Under the Hood of Your Blog: Tags vs. Categories

When you start writing a blog post, the process is pretty easy to grasp right off the bat. You give your post a title. You type the main text (like what you’re reading now). Then things get a little stickier. You can select categories your post falls under. You can also create tags and attach them to your post. Understanding categories and tags seems to be a common speed bump people encounter when they first start blogging. You may gather from the names “category” and “tag” that they are meant to be some means of organizing your blog, but how? Are they different? How do you know when to use a category versus a tag?
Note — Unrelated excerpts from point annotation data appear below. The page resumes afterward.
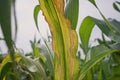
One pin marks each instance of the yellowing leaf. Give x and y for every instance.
(64, 39)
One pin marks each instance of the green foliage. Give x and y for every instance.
(62, 61)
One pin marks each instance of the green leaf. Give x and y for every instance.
(36, 12)
(85, 32)
(93, 2)
(6, 68)
(35, 67)
(71, 12)
(94, 60)
(115, 36)
(115, 6)
(5, 20)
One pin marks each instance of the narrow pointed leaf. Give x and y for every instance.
(88, 65)
(85, 32)
(36, 12)
(93, 2)
(63, 39)
(116, 6)
(71, 12)
(5, 21)
(106, 30)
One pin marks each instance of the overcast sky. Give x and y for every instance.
(27, 29)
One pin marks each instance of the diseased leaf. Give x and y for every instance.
(63, 39)
(71, 12)
(36, 11)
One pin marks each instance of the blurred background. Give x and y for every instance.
(27, 30)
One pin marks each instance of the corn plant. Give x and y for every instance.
(62, 25)
(63, 62)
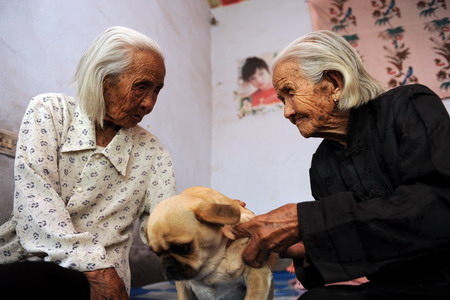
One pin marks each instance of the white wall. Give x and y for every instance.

While no analogy is perfect, I’ve got one that might help clear up some of the confusion. If your blog was a book, it would probably have chapters. And let’s suppose you gave each chapter a title. When a new person picks up your book, they could look at the table of contents and quickly scan the chapter titles to get an idea of what you talk about in your book. A book on earth science might include chapters like Geology, Oceanology, and Meteorology. If a reader is particularly interested in Oceanology, they could jump right to that chapter and start reading. The chapter titles are the categories of your blog. It’s a way of describing the organization of your blog from a big picture perspective. On our blog, the post you’re reading right now is under the category: Web.

Other people may come at your book in a different way. They have a specific topic in mind, and they only want to look at the places where you talk about that word in the book. If all I care about is plate tectonics, then I don’t need to look at the table of contents. It’s faster to look in the index to see where you mention plate tectonics and go straight to those pages. When you create a tag in your blog, it’s like putting that tag in the index at the back of a book. And when I click on a tag on your blog, I’ll get a list of all the posts where you have used that tag. This post is tagged with the word: blogging.

So how did that analogy hold up? After reading this do you have a better grasp on tags and categories?